# Think I will blow something? RE: KA-T



## chrislis (Jun 27, 2005)

So I'm getting my turbokit installed sometime this / next week and I need to know how far / slow I should run it before I blow something... What I mean is that I am from CT, there is only one dyno I would rely on here and it's like 45 minutes away but really really pricey. Another one is in MA at UTI and my friend told me they would do it for cheap. Here's what's going into my car...

XS Engineering T3/T4 Turbocharger
HKS Super Sequential Blow Off Valve
Tial 38mm Wastegate
HKS FMIC Intercooler
All necessary Intercooler Pipes
XS Engineering Exhaust Manifold
Exhaust Flanges
Downpipe
Walbro Fuel Pump
Battery Relocation Kit
Gauges: Boost, Air / Fuel Ratio, Oil Pressure
370 Fuel Injectors
Oil Feed Lines
Vacuum Hoses

I might have forgotten something...

But what I need to know is that I am going to be picking this car up and having to drive a minimum of 45 minutes to a dyno to get tuned. Do you think I will blow something with an untuned ECU?


----------



## rogoman (Dec 16, 2004)

chrislis said:


> So I'm getting my turbokit installed sometime this / next week and I need to know how far / slow I should run it before I blow something... What I mean is that I am from CT, there is only one dyno I would rely on here and it's like 45 minutes away but really really pricey. Another one is in MA at UTI and my friend told me they would do it for cheap. Here's what's going into my car...
> 
> XS Engineering T3/T4 Turbocharger
> HKS Super Sequential Blow Off Valve
> ...


Do you have good fuel management components?


----------



## chrislis (Jun 27, 2005)

just got my walbro fuel pump, waiting on my apexi SAFC2, got the 370 fuel injectors, air/fuel ratio gauge...


----------



## crazy2002mexican (May 21, 2003)

you should be perfectly fine, I dont see any reason why you shouldnt, I just would not recommend any WOT or driving it hard on the way there if your that worried about it. O btw where did you get your battery relocation kit??I am about to boost mine as soon as I send these 370's off to get flow tested and thats one of things I need done.


----------



## myoung (Apr 15, 2002)

> HKS Super Sequential Blow Off Valve


Wrong type blow off valve for a MAF equipped car.


----------



## veilside180sx (Aug 23, 2005)

Unless he runs a blow through MAF. More than likely you right though Myyoung.


----------



## ICP Sux0rZ! (Jan 10, 2005)

if ur friend goes to UTI he can take it in and dyno it before and after the install for free


----------



## chrislis (Jun 27, 2005)

nah he's a freshman, he's gonna be dyno'ing it for free but im getting it installed down the street from me. the install alone is gonna be 800. the piping is probly gonna cost 300. gah.


----------



## ICP Sux0rZ! (Jan 10, 2005)

yeah i know hes not installing it, it doesn't matter who is, a student is allowed to bring in any car they want to dyno it either before or after they modify something on it


----------



## chrislis (Jun 27, 2005)

hah, i actually just talked with him tonight and he told me they won't be setting up the dynos this year for the next couple of months. after that would be mint, but i'll be in florida, so im gonna have to get it done somewhere else. are from around this area, im from CT, not looking to drive too long of a distance due to not being properly tuned... know of any dynos besides pruven? those dudes wanna take my wallet from me i swear to god.


----------



## ICP Sux0rZ! (Jan 10, 2005)

chrislis said:


> hah, i actually just talked with him tonight and he told me they won't be setting up the dynos this year for the next couple of months. after that would be mint, but i'll be in florida, so im gonna have to get it done somewhere else. are from around this area, im from CT, not looking to drive too long of a distance due to not being properly tuned... know of any dynos besides pruven? those dudes wanna take my wallet from me i swear to god.
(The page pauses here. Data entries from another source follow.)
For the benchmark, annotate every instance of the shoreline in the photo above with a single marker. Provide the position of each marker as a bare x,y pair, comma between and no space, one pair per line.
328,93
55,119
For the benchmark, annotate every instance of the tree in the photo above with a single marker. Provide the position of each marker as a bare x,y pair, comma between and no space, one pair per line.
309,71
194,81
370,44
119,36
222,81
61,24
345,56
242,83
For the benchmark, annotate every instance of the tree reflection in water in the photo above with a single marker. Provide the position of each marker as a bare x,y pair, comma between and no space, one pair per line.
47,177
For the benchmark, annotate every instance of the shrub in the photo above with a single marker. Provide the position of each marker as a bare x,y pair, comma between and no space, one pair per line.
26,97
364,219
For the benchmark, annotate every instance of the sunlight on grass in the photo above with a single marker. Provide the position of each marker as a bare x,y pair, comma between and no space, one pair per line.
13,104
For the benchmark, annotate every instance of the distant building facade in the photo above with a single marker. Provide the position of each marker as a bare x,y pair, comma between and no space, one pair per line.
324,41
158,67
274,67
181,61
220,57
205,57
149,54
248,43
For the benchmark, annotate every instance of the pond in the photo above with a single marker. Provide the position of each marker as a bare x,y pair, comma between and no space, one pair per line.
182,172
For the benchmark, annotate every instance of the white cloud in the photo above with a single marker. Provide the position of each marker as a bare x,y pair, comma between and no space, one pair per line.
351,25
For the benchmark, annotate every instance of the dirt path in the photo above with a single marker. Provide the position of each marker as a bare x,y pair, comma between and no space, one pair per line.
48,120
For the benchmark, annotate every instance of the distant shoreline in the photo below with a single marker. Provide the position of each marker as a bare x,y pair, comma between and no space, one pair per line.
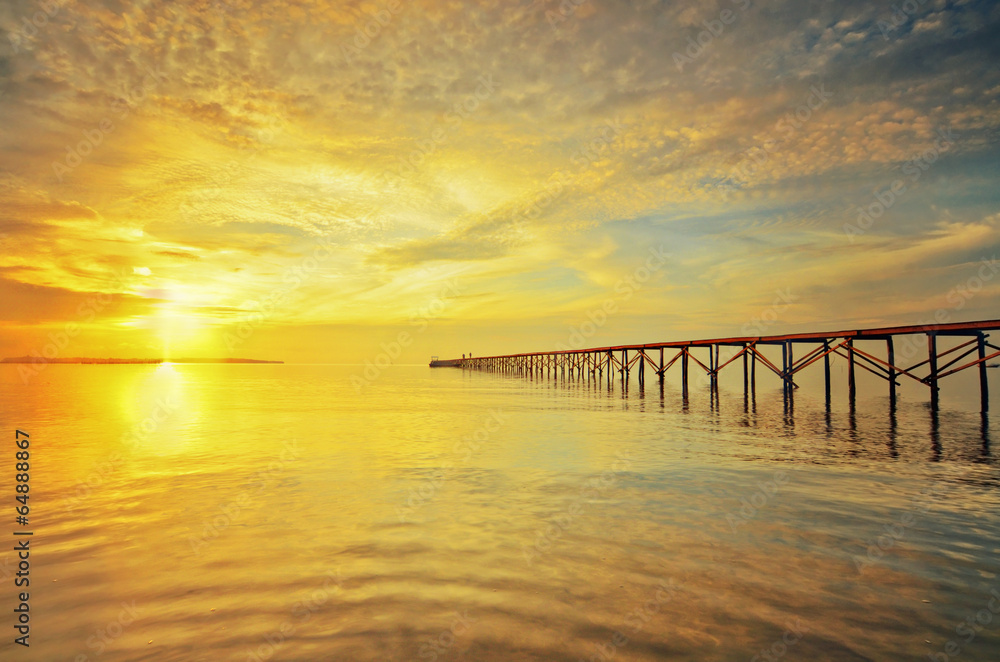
79,359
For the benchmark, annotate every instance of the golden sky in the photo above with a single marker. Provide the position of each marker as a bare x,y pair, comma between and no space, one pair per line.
305,180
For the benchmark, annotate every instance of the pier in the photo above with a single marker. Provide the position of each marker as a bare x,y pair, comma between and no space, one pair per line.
873,350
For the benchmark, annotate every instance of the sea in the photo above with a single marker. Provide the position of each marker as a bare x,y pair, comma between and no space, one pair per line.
290,512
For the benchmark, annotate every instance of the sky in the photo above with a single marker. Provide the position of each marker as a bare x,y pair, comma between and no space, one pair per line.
334,182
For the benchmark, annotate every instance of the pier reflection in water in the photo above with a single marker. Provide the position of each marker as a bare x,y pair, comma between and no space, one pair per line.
463,515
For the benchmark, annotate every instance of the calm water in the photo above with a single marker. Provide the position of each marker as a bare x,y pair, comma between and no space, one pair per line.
200,512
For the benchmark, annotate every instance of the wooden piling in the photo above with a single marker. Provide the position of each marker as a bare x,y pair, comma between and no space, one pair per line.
826,370
891,360
852,388
984,387
932,360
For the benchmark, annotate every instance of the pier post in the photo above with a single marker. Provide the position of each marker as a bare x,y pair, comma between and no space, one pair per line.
984,387
891,360
852,389
745,368
784,370
791,370
684,373
715,369
932,377
826,370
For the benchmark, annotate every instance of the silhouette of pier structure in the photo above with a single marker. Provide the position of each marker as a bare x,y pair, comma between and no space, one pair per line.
970,349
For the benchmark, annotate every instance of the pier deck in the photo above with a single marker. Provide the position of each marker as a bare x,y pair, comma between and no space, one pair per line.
941,362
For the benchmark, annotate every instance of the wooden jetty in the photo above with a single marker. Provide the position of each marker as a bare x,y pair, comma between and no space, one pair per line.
969,345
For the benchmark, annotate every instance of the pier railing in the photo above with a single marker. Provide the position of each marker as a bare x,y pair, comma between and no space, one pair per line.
974,352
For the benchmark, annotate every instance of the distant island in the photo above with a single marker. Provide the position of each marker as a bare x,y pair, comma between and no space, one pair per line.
83,359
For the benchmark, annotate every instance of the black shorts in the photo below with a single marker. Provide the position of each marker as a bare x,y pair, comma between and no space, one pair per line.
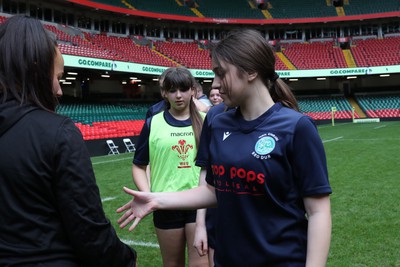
173,219
210,226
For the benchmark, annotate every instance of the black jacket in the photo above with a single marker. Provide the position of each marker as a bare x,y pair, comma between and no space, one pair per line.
50,207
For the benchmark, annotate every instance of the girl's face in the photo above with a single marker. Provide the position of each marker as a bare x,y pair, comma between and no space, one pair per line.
179,99
231,84
215,97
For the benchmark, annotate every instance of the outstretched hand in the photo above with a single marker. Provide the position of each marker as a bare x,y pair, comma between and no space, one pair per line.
136,209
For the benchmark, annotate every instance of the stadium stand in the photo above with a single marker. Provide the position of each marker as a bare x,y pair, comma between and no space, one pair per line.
357,7
101,121
376,52
283,9
315,55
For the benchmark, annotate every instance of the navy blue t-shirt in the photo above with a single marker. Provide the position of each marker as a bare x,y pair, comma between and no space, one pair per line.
262,169
156,108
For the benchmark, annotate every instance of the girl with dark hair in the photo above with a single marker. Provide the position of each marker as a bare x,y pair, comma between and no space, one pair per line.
169,140
263,163
50,206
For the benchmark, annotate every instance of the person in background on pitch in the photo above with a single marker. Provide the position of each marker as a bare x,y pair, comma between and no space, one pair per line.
215,97
169,140
265,167
50,206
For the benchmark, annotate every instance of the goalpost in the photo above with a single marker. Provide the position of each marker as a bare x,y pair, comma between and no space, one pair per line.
364,120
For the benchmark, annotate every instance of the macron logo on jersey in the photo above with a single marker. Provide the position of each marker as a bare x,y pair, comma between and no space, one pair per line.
226,135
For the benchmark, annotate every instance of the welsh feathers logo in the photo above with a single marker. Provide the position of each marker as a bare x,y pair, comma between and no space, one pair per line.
182,148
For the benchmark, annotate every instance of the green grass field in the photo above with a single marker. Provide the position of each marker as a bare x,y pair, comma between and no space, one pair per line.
363,163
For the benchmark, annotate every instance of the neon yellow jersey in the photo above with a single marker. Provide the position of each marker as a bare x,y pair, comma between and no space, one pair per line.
172,152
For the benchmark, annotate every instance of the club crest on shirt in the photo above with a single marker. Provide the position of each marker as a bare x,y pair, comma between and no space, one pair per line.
183,153
265,145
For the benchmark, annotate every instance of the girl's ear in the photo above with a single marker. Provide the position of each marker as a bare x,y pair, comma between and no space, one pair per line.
252,76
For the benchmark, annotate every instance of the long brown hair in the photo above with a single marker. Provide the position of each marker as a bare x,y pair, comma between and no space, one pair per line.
179,78
27,53
250,52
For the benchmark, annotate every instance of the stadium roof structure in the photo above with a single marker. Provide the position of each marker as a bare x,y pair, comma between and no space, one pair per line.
247,11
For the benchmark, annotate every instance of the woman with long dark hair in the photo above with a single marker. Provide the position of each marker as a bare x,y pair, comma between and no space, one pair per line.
50,206
264,166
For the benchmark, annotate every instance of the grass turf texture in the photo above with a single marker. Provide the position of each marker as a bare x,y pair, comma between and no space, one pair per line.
363,164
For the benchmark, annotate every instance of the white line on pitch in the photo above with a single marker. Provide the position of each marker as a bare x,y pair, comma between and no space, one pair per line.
381,126
107,199
334,139
140,243
108,161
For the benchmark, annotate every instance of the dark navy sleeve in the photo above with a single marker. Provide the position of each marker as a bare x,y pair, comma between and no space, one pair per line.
142,155
309,159
202,158
89,231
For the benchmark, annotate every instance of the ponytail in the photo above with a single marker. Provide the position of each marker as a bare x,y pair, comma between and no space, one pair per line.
280,92
197,121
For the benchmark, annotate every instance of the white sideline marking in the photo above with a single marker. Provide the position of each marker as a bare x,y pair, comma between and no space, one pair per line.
382,126
334,139
107,199
140,243
108,161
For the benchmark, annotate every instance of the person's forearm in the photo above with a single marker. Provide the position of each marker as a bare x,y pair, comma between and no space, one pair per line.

will u be living in florida? from when to when? 

the reason i know about UTI is because i'm gonna be a student at the orlando campus


----------



## chrislis (Jun 27, 2005)

aha, my friend is up in boston at UTI northeast. i'll be in florida starting the 14th of october. Im gonna be attending full sail, which is actually in winter park, but it's like practically a minute down the road from orlando.


----------



## ICP Sux0rZ! (Jan 10, 2005)

whats full sail?


----------



## chrislis (Jun 27, 2005)

it's a fucking sweet production school. im getting my major in recording arts and my bachelor in entertainment business, wanna open up a recording studio chain across america.


----------



## BoostedSE (Jun 26, 2005)

F1 dyno is in portland Maine, i know its farhter than you want but they tuned my setup and are AWESOME guys, $100 for the first hour and $85 after that with wideband use. Check www.F1dyno.com

or try bristol dyno somewhere in Conn. The are pretty good too from what i hear, no 1st hand experience.


----------



## chrislis (Jun 27, 2005)

Hey I just called bristol dyno and they're gonna dyno it when im ready for about $200 estimated. not bad to me, anyone have any experience with dyno tuning rates?


----------